Crown Gall: This is caused by a bacteria and causes galls (masses of plant tissue) to form on roots, root crowns, stems and branches. The galls can interfere with the ability of water to move through the tissue, affecting plant vigor and causing stunted plants. Burpee Recommends: There is no cure for this disease; remove and destroy infected plants. 

Powdery Mildew: This fungus disease occurs on the top of the leaves in humid weather conditions. The leaves appear to have a whitish or greyish surface and may curl. Burpee Recommends: Avoid powdery mildew by providing good air circulation for the plants by good spacing and pruning. Contact your Cooperative Extension Service for fungicide recommendations. 

Rose Rosette: This virus-like disease causes witches’ broom growth on roses. Early symptoms include a red pigmentation on the underside of leaves followed by excessive growth of vegetative shoots that are more succulent than normal and red.

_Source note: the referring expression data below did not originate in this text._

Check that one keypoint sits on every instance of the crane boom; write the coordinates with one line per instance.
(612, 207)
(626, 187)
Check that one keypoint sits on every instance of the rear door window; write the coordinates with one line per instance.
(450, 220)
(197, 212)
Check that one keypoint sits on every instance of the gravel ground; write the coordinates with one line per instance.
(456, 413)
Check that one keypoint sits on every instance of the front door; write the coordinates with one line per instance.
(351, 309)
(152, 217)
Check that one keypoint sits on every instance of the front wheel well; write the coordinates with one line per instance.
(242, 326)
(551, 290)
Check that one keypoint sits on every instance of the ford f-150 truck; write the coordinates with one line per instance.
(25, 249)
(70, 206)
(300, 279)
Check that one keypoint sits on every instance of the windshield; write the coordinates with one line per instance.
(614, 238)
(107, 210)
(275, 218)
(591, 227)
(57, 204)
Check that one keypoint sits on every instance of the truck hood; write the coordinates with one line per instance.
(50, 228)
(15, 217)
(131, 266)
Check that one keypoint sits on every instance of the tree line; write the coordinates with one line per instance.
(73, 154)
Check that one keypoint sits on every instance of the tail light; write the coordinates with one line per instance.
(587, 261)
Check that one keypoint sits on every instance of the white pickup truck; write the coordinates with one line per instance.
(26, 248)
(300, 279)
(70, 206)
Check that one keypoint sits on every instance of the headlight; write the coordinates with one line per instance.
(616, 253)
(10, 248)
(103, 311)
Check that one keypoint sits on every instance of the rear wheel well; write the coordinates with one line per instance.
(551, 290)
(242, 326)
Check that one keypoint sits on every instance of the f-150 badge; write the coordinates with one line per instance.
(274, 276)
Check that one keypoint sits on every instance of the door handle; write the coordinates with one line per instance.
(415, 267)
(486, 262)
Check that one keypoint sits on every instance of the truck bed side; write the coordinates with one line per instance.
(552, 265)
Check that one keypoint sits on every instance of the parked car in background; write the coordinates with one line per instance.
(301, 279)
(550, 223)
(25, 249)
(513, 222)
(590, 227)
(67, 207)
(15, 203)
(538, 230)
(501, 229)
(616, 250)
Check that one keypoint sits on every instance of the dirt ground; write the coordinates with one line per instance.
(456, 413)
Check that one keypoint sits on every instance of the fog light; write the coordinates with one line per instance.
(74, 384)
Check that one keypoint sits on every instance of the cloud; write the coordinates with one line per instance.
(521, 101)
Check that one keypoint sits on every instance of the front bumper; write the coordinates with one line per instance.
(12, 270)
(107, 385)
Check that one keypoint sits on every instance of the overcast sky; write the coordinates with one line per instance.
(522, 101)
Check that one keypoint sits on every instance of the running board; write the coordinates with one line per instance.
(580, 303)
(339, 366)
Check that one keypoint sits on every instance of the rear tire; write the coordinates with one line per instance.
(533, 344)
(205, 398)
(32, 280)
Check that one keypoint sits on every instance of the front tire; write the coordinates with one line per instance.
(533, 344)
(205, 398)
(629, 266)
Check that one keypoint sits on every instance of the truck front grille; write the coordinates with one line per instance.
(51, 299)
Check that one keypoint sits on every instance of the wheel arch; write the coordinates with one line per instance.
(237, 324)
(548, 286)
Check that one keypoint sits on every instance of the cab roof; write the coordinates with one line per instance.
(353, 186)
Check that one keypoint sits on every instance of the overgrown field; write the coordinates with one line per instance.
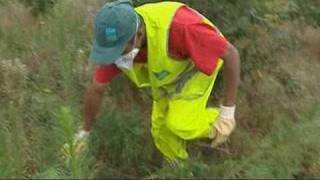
(44, 71)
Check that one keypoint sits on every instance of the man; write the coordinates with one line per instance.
(174, 51)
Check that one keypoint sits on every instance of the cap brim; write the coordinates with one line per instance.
(105, 56)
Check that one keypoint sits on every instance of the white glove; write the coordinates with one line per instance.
(224, 126)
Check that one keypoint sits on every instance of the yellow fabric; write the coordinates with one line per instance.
(180, 92)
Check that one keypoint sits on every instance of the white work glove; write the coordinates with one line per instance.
(224, 126)
(80, 143)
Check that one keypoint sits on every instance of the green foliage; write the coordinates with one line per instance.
(39, 7)
(44, 71)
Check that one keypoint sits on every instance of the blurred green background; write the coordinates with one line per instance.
(44, 71)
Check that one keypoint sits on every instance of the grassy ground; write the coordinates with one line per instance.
(44, 71)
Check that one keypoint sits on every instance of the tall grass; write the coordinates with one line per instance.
(44, 71)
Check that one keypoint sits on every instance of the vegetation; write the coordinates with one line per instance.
(44, 70)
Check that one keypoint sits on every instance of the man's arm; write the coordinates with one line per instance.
(231, 74)
(92, 103)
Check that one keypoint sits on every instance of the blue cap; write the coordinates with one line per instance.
(115, 25)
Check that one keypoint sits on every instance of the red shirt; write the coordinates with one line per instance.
(190, 38)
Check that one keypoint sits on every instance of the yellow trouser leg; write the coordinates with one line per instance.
(183, 118)
(166, 141)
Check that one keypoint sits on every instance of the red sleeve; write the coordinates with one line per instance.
(191, 37)
(104, 74)
(205, 46)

The leaves become crinkled and brittle with yellow mosaics and red coloring. The leaves become very small. The plant becomes very susceptible to freeze damage. There may also be a proliferation of thorns. This condition is spread by eriophyid mites. Burpee Recommends: Remove and destroy infected plants. Avoid planting roses near multiflora roses, which are alternate hosts. Control eriophyid mites. 

Common Pest and Cultural Problems

Aphids: Greenish, red, black or peach colored sucking insects that can spread disease as they feed on the undersides of leaves. They leave a sticky residue on foliage that attracts ants. Burpee Recommends: Introduce or attract natural predators into your garden such as lady beetles and wasps who feed on aphids. You can also wash them off with a strong spray, or use an insecticidal soap. Check with your Cooperative Extension Service for suggestions. 

Eriophyid Mites: These microscopic mites cause blistered, rust colored or curled leaves, and spread rose rosette disease. Burpee Recommends: Natural predators are available. Check with your Cooperative Extension Service for suggestions. 

Japanese Beetles: Burpee Recommends: Hand pick early in the morning into a bucket of soapy water.

Rose Sawfly: The sawfly larva is green with a tan head and resembles a caterpillar. The larva will skeletonize or create windowpane damage to rose leaves in spring and summer. Burpee recommends hand pick the larva off the leaves. Spray plants with insecticidal soap. Check with your Cooperative Extension Service for other suggestions.

Thrips: Thrips are tiny needle-thin insects that are black or straw colored. They suck the juices of plants and attack flower petals, leaves and stems. The plant will have a stippling, discolored flecking or silvering of the leaf surface. Thrips can spread many diseases from plant to plant. Burpee Recommends: Many thrips may be repelled by sheets of aluminum foil spread between rows of plants. Remove weeds from the bed and remove debris from the bed after frost. Check with your Cooperative Extension Service for pest controls. 

Rose FAQs

My rose leaves are twisted and deformed what causes this?  This may be caused by weed killer that has drifted on to the roses.  Remove affected stems and keep the plant healthy. If the deformed part of the plant is red and stunted with excessive growth of stems and thorns the problem may be rose rosette.

What are good companion plants to plant with roses? Marigolds, geraniums, basil, mint, alliums, parsley are good companions to help repel pests. To avoid root damage plant at least 18 inches away from the roses. 

I would like to transplant my rose to a new spot, when is the best time? The best time to transplant your roses is in late winter or early spring while the plant is still dormant before the new growth starts.

Why won’t my rose bloom? There are several reasons why your rose may not be blooming including: not enough sun, too much fertilizer, the soil pH is too low or too high or the plant does not have enough foliage and cannot make food for itself. 

What roses produce the best rose hips?  All roses produce hips but the best hips come from Rosa rugosa.